Clearly this may be a significant issue for notifiable transactions. Failure to notify a mandatorily notifiable transaction is a criminal offence, and the bill envisages significant penalties for such failures.
In addition, if a mandatorily notifiable deal is completed without notification then the transaction will be deemed void under Irish law, which will obviously give rise to significant uncertainty.
The Covid-19 pandemic helped highlight that when the chips are down, countries often put their own interests and those of their nationals first, rather than focusing on the greater good. It’s in this context that the introduction of Ireland’s proposed regime is to be welcomed.

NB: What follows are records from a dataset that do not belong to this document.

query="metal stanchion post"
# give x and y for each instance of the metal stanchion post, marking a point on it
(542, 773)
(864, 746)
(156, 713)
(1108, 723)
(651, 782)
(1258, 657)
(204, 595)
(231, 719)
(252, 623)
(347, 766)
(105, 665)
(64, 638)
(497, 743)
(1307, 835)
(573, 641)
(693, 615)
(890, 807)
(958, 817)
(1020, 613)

However, the screening mechanism as introduced raises many questions that will need to be addressed. The bill casts a wide net, and the definition of third countries will capture investment in Ireland from the likes of the UK and the US. This will arguably disproportionally affect Ireland when compared to our EU neighbours.
Further, the bill does not provide any guidance on what exactly constitutes the critical target areas that are the subject of the proposed screening regime.
Given the fact that failure to notify will be a criminal offence, and coupled with the low monetary threshold of €2m per transaction, deal makers will expect the department to provide comprehensive guidance.
These initial uncertainties are confounded by the fact that, somewhat surprisingly, the bill is intended to have retroactive effect, allowing the minister to call in transactions that have been completed up to 15 months prior to the law coming into force.
In addition, the bill also makes it possible for non-notifiable transactions, for those deals for which no mandatory notification obligation arises, to be called in by the minister for review for a period of 15 months after the deal has been completed.
The Department of Enterprise has said that the “Bill represents an opportunity to design and tailor a screening mechanism appropriate to Ireland’s needs” with a “robust, but proportionate, screening mechanism”.
Striking a balance in this case, and introducing a proportionate mechanism, is a difficult challenge. We await to see how the bill will progress through the Oireachtas.